É uma luta conhecida por todos. Quem nunca se viu preso num ciclo de pensamentos, revendo o que podia ter sido dito, feito, evitado? Há um cansaço profundo nessa repetição, uma espécie de eco emocional que, quanto mais o tentamos calar, mais se faz ouvir. A psicologia mostra-nos que esta dificuldade de “largar o passado” raramente é falta de força; é antes sinal de emoções não resolvidas, culpa, vergonha, perda, medo. O cérebro, na sua tentativa de proteger-nos, mantém a ferida aberta.
O mérito das palavras de Miguel Coutinho está em não transformar esta constatação num veredito, mas numa oportunidade. Recordar, diz ele, pode e deve ser também um ato de reconciliação. A memória não tem de ser inimiga; pode tornar-se uma aliada, se aprendermos a olhar para ela com outra lente, a da aceitação.
Aceitar não é resignar-se, é reconhecer. É perceber que o que vivemos, com toda a sua imperfeição, faz parte da tessitura que nos compõe. As memórias difíceis não desaparecem com o tempo, mas podem mudar de peso. Quando deixamos de lhes resistir, deixam de comandar.

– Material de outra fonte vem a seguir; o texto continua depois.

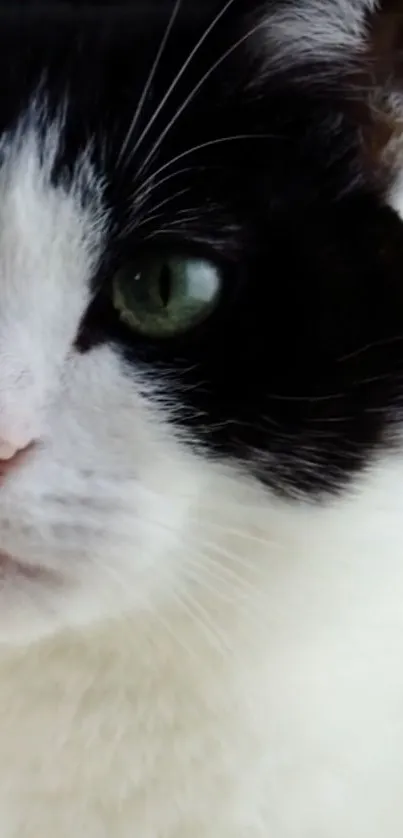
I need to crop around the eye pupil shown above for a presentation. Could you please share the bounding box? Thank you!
[159,263,172,308]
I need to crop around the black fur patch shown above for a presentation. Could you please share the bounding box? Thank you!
[0,0,403,493]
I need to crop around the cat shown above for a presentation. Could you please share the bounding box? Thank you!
[0,0,403,838]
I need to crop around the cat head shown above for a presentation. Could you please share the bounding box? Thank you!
[0,0,403,642]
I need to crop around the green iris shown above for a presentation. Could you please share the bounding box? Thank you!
[113,255,221,338]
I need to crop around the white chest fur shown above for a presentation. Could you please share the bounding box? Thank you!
[0,458,403,838]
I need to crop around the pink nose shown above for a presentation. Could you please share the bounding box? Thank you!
[0,439,35,477]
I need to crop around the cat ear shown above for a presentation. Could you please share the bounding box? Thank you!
[254,0,403,204]
[256,0,380,71]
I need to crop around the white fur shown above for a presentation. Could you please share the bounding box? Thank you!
[0,97,403,838]
[266,0,379,68]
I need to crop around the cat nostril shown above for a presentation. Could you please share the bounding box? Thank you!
[0,439,35,476]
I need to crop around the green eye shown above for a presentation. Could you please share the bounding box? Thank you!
[113,256,221,338]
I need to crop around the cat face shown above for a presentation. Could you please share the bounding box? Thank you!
[0,0,403,642]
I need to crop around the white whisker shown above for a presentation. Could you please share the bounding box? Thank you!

É aqui que entram as ferramentas psicológicas que Coutinho tão bem enumera: a reavaliação cognitiva, que ensina a reinterpretar o passado; o mindfulness, que convida a observar o presente sem se perder nele; o autoconhecimento, que transforma a dor em compreensão.
Esta abordagem é profundamente humana. Não há promessas de esquecimento rápido, nem ilusões de que o sofrimento se apaga com uma técnica. Há, sim, um convite à honestidade consigo próprio. A libertação começa no reconhecimento. Quando paramos de lutar contra o passado, abrimos espaço para o presente respirar.
Num tempo em que se glorifica o “seguir em frente” como se fosse um botão de comando, a visão de Miguel Coutinho é refrescante. Ele lembra-nos que não se trata de esquecer o que doeu, mas de dar ao passado o seu lugar justo. É isso que permite viver com mais leveza — não por falta de memória, mas por maturidade emocional.
“Largar o passado com saúde mental”, escreve ele, “não é esquecer, mas aprender a conviver com as lembranças de forma mais leve e saudável.” É uma frase simples, mas contém uma sabedoria inteira. O passado não é um peso inevitável; é um território que pode ser revisto, reinterpretado, e até agradecido. Cada lembrança difícil, vista com olhos de hoje, pode transformar-se num fragmento de aprendizagem, num gesto de reconciliação com a vida.
Há também, nas palavras de Coutinho, um elogio à coragem. Pedir ajuda, diz ele, não é fraqueza, é um ato de força. A saúde mental constrói-se, muitas vezes, em comunidade, com profissionais, com amigos, com quem nos devolve o espelho quando já não reconhecemos o reflexo.
É bom que existam vozes como a de Miguel Coutinho, que falam com rigor, mas também com humanidade. Numa era em que tanto se fala de bem-estar, mas tão pouco se compreende o verdadeiro trabalho interior que ele exige, a sua reflexão é um farol. Lembra-nos que crescer é, inevitavelmente, recordar, mas recordar de forma lúcida, generosa e integrada.
E talvez seja esse o grande ofício de ser humano: aprender a lembrar sem sofrer, e a viver sem esquecer.